Moving to Advanced Option Strategies

When traders start trading options, they learn as much as possible about calls and puts and rush out to buy some contracts hoping for a big move and a big profit. When that doesn’t happen, there’s two possible routes a trader will take. The first type of trader will rush out and buy another contract on something and hope that one is profitable. The second kind of trader will analyze his/her trades and try to determine why it didn’t work. These are the two main possbilities excluding the small variations on these scenarios.

When a trader buys a call or a put and the stock moves away from the intended direction or stays put the trader loses money. In some cases even if the stock moves in the correct direction, the options still loses premium and the trader can’t make profit. Meet Theta. The time decay. The time decay on an option will accelerate as the expiration draw near. Closer to expiration the time decay on an option can be so much as to negate any small move by the underlying in the correct direction. So a buyer is losing money unless the stock makes a good move.

On the other hand, the seller of the option is liking the time decay with each passing day. For a seller the time value of an option is on a one way road. It’s decreasing and never increasing. This means if the seller can sell the correct option and use the correct strike, he or she can be a happy trader at expiration.

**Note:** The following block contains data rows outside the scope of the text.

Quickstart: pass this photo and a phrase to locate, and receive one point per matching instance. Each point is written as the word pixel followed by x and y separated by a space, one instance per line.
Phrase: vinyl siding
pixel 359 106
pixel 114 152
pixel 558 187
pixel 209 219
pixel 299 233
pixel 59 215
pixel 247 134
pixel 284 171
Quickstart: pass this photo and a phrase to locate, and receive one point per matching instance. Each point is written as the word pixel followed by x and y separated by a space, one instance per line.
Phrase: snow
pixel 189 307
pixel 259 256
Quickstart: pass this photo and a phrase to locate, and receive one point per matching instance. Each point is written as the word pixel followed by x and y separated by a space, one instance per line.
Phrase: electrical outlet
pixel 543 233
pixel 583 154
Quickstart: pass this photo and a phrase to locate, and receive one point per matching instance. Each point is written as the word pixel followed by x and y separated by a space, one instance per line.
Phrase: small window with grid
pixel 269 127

This is where a trader must learn new strategies and advanced option strategies that are designed to benefit from certain scenarios. Butterflies, Iron Condors, Condors, Vertical Spreads, Calendar Spreads, etc.

I am moving towards learning about selling Vertical spreads and incorporating this strategy as part of my money making strategy. I will discuss some of the option strategies in the coming posts. I will post more about selling the option premium instead of buying it.

Untradeable Markets

Are the markets becoming untradeable? Everytime I hear pro traders and everytime I talk to others who trade on a daily basis, I hear sentiments such as, “it’s too unpredictable” or “this market is on no volume”, etc.

The market has had low volume, rally mode days, and a whole lot of shaking out stops. Some days the market rallies 100 pts, in the first 30 minutes then hold steady without volume the rest of the day. On some other days, it moves up and down during the day but closes the day almost where it started. In other words, it is getting hard to use technical analysis on many charts. It’s not impossible, but hard.

Consider AIG, it keeps moving up for no reason. Or consider GS. It keeps upgrading stocks to random buys. What is the point? What could google have changed in the last 4 months that GS would think it’s a buy?

Despite all these things, the main thing for a trader is to trade the oppurtunity. If the oppurtunity is for intraday, then trade intraday. If the oppurtunity is for swing trading, swing trade.

Pullback or Rally

The current market is drawing out two strong opinions from the trading and investing group. Some say that it has run up so much, it simply must pullback before further continuation. These are the shorts. They hoping for a short and lower prices before they join the upward leg. The second group is the people who say that market momentum is such that it will continue upwards, no correction necessary.

To confuse the issue more, some expert say this is the bottom, it will go up from here. Other experts say that the market definitely fall lower during the year later on with or without upward move.

One thing is for certain more analysts are joining the upwards move camp with each week.

In the middle of all this where do the normal traders, swing traders stand? It seems necessary to know for the trader, when swing trading, whether the market is headed up or low, so they can trade the right side. It’s easy to tell them, just go with the flow. But if there’s a moderate pullback day such as 100pts down, that trader will lose lot of money betting on the wrong side of the securities. It’s hard to really predict. Unfortunately, many experts have been saying that it’s really hard to determine the direction. They say it could go either way. But the investors and traders are watching the prices rise everyday a little more and good oppurtunities are going.

Hopefully, a clear direction will emerge. At the time of this writing, I’m slightly bullish. In other words, I have a bullish position on one stock. I’m not against taking bearish position on other stocks at the same time. Even when the stock is big and moves with the indexes.